The country’s green campaigners have stressed this is nowhere near close enough, as the industry is already €1bn behind EU emission standards

Big Zero Report 2022

The Bulgarian government has announced that it will not phase out coal until 2040.

This makes it the twentieth European country to announce a coal exit date but like other nations such as Germany (2038) and Montenegro (2035), the date is considered far too long away to have the required impacts needed for climate change.

That’s the view of green campaigners such as Greenpeace Bulgaria and Europe Beyond Coal, which have already pointed to the fact the Bulgarian coal industry is on the brink of collapse and out of date.

Reportedly, an estimated €1 billion (£845m) of upgrades are required to align the country’s coal industry with EU emission standards, with its largest coal power plant in more than €760 million (£642m) of debt.

Bulgaria’s date for a coal exit puts it far behind its neighbours – with Greece, North Macedonia and Romania having all announced dates between 2025 and 2032.

Desislava Mikova, Climate and Energy Campaigner at Greenpeace Bulgaria, said: “The Bulgarian government’s dragged-out coal exit fails to protect its people and allows coaligarchs to continue scooping up millions in taxpayer’s money, while polluting our air and water.

“A just transition in Bulgaria would not only put an end to this but would help combat the climate emergency and breathe new life into devastated local environments and communities monopolised by coal.

“The EU’s just transition funds are vital in accelerating this process. Our country can’t afford to miss out on them.”
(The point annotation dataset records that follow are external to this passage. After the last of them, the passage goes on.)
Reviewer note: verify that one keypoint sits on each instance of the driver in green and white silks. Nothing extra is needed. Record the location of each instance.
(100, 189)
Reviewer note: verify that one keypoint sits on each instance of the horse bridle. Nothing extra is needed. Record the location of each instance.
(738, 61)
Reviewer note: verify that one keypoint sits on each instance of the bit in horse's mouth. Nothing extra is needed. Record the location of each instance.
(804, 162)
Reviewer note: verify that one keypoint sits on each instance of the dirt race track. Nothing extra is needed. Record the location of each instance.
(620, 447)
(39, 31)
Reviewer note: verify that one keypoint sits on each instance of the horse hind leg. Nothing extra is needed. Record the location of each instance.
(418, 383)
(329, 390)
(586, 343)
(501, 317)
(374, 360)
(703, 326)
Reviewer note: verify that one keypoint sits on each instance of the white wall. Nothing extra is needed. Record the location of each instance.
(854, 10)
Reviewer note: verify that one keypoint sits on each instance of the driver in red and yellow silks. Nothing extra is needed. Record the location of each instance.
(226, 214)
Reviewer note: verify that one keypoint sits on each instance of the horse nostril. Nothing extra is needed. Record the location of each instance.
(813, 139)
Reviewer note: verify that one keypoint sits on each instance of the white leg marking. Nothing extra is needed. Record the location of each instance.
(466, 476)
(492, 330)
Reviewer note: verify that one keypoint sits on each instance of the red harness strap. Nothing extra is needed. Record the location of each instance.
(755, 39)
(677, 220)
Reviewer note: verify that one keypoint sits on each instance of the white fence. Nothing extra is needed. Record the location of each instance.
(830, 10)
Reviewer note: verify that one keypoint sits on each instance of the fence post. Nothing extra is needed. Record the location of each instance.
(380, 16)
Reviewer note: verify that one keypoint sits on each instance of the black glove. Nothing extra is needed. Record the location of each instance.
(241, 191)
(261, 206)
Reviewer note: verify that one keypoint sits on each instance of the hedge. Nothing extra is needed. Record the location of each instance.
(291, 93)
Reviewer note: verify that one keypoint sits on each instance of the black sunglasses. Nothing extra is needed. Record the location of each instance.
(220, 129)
Kathrin Gutmann, Europe Beyond Coal, added: “Bulgaria, Montenegro and Germany are making a mistake in setting a slow coal phase out that does not match what is happening economically or socially. Coal power is hurtling towards a 2030 exit across Europe and no amount of wishful thinking for later phase-outs will stop this.”

Energy Live News has contacted the Bulgarian Ministry of Energy for a response.